Die Temperatur an diesen Abend war lau und wir genossen es zu der stark am Reggae angelehnten Musik zu tanzen.
Die Band kommt von der kolumbianischen Insel Providencia.

Über die Bevölkerung der Insel, bevor Engländer sie besiedelten,  wird auch bei Wikipedia nichts erwähnt, was wohl bedeutet, dass diese von den Engländern ausgerottet wurde.
Es waren wohl nur irgendwelche Indianer. Die importierten schwarzen Sklaven ließen sich leichter ausbeuten.
Die Insel diente bald als Basis für die englischen Piratenüberfälle auf spanische Gallonen, die die geraubten Schätze aus Amerika Heim bringen wollten. So eroberten die Spanier mal die Insel, um ihre Raubzüge abzusichern, mal die Engländer, um die Räuber zu berauben.
Heute ist Providenz ein Touristenparadies, wobei ich nichts über die soziale Situation erfahren konnte. Wahrscheinlich profitierten Konzerne davon und die Einheimischen werden mit Kuchenkrümeln abgespeist. Sie dürfen sich sicher aber als Prostituierte verkaufen, dass selbe System was auf  fast allen Karibik Inseln herrscht. Harry Belafonte beschrieb dies schon in den 50er Jahren in seinem Calypso "Rum and Coca Cola" über Trinidad.
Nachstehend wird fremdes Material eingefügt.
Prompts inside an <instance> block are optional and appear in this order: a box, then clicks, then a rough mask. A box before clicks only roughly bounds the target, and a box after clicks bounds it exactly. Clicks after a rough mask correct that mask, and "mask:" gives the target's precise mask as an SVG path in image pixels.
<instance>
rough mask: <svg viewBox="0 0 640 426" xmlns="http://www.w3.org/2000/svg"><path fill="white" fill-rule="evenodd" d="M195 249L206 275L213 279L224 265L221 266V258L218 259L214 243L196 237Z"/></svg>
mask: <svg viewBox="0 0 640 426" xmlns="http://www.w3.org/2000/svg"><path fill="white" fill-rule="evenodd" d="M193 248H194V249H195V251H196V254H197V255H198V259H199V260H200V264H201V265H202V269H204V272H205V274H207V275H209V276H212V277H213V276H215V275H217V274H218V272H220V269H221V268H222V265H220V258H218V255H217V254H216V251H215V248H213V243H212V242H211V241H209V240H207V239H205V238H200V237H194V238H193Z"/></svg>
Elkin Robinson mit seiner Band vermieden solche Aspekte anzusprechen. Sie wirkten ein wenig, als wenn das Tourismusministerium ihre Reisekosten übernommen hätte. Nur Sonne, gute Laune, insgesamt positive Gefühle kamen in ihren Texten zum Ausdruck. Diese feelgood Musik war ein wenig peinlich.


Trotzdem hatten wir Spaß an dem Auftritt.
Es gibt noch einige weitere Konzerte in der Reihe Wassermusik, wer kann sollte sie sich nicht entgehen lassen.